New issues in U.S. corporate bond markets topped $38 billion last week, with four borrowers taking on more than $3 billion each to account for more than a third of the total. Here’s a look at who’s doing the borrowing and what they're doing with the money.

Bank of America (NYSE:BAC) floated $4 billion in new notes in four tranches with maturities ranging from three to 30 years. As is typical for financials, the use of proceeds statement didn’t offer anything beyond "general corporate purposes."

Comcast's (NASDAQ:CMCSA) NBC Universal broadcast $4 billion spread over three-, five-, and six-year notes. The money is headed to General Electric as part of the payment for the sale of NBC Universal.

Sticking with the buyout theme, Heinz (UNKNOWN:HNZ.DL) squirted out $3.1 billion in 7.5-year junk bonds to finance its buyout by Berkshire Hathaway and 3G Capital Partners. The Wall Street Journal reports that the 4.25% coupon is a record low for debt tied to a leveraged buyout.

Privately held Intelsat was the other top-four borrower, launching $3.5 billion staged over five-, eight-, and 10-year paper.

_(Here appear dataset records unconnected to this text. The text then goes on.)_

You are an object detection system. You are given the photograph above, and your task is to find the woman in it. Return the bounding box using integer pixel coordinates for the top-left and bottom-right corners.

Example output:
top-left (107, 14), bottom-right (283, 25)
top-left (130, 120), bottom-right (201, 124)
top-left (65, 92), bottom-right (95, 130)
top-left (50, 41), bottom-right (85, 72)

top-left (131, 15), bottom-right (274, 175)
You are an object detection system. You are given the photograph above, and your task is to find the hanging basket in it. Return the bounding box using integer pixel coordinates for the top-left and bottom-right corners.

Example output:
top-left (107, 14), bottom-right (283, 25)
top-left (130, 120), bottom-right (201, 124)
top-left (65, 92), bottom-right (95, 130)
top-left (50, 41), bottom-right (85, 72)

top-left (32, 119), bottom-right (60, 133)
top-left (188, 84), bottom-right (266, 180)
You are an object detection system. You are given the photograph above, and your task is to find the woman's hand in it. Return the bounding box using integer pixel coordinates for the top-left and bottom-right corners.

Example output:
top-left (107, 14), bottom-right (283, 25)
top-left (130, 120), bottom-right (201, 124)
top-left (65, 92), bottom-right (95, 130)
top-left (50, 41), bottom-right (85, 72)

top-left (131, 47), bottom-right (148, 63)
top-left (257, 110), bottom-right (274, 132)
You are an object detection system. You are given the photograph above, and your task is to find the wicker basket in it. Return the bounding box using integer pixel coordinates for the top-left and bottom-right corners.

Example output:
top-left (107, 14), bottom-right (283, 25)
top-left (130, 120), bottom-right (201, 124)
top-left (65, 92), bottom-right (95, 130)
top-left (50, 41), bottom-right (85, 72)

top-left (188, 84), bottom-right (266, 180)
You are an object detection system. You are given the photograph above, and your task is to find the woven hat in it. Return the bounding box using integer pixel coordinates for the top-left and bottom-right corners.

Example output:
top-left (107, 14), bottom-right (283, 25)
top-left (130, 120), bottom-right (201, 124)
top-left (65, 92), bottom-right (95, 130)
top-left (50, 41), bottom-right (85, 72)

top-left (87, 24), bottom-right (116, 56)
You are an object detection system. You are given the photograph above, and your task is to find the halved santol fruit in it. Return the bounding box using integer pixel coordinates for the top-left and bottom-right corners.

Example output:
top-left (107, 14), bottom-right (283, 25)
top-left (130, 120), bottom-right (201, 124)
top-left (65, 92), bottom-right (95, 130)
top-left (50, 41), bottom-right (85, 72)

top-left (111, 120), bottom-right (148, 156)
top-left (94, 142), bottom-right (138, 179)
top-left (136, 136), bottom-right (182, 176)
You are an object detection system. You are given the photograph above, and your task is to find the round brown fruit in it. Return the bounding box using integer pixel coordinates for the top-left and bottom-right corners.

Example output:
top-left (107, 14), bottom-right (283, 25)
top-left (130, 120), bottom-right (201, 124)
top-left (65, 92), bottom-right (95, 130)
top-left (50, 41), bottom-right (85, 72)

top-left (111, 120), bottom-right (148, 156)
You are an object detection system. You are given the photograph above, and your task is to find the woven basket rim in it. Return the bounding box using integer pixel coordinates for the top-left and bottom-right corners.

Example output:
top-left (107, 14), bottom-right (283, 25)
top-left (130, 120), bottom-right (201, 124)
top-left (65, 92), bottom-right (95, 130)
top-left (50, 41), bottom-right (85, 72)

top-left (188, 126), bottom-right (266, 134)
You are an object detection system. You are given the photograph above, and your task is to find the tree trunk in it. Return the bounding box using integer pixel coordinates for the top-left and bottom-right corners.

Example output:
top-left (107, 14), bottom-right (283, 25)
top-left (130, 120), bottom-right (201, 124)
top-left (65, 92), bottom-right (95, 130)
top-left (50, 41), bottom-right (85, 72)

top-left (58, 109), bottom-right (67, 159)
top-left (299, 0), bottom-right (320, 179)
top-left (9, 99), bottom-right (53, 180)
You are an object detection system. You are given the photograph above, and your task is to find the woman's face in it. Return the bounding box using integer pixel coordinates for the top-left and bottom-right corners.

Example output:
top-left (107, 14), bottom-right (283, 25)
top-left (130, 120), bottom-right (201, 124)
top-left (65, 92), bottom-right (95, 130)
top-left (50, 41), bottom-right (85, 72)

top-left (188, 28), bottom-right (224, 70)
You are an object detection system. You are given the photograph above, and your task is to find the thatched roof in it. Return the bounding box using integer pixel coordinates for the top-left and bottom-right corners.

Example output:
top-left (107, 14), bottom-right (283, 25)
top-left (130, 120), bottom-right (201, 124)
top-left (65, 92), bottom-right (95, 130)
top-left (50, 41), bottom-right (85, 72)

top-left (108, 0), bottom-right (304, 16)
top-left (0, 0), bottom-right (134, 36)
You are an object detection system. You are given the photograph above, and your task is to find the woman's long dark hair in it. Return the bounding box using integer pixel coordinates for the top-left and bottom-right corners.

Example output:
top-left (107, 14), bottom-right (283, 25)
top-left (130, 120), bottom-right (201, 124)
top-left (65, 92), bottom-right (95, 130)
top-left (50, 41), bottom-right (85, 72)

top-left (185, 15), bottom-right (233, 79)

Medtronic (NYSE:MDT) sold $2.75 billion of new notes in doses of five-, 10-, and 30-year maturities. The money will be used to repay commercial paper and some notes maturing over the next three years.

St. Jude Medical issued $1.6 billion split between 10- and 30-year notes. The money will be used to redeem two bond issues and for general corporate purposes. One of the issues being redeemed doesn't mature until 2019, and St. Jude isn't saving much on the coupon rate. I assume the company simply wants to lock in today's low rates.

CenturyLink (NYSE:CTL) made the billion-dollar borrowers club with a $1 billion, seven-year, high-yield issue. The money will be used to repay part of a revolving credit facility, repay some senior notes maturing next month, and for general corporate purposes.

Stryker hip-checked into the billion dollar club with $1 billion split between five- and 30-year notes. The money will be used for "working capital and other general corporate purposes, including acquisitions, stock repurchases and other business opportunities."

Buyout funding and refinancing were popular reasons for borrowing last week. Whether high-yield or junk, borrowing made up nearly $14 billion of the total, including the 4.25% Heinz issue, which doesn’t seem like a high-yielder.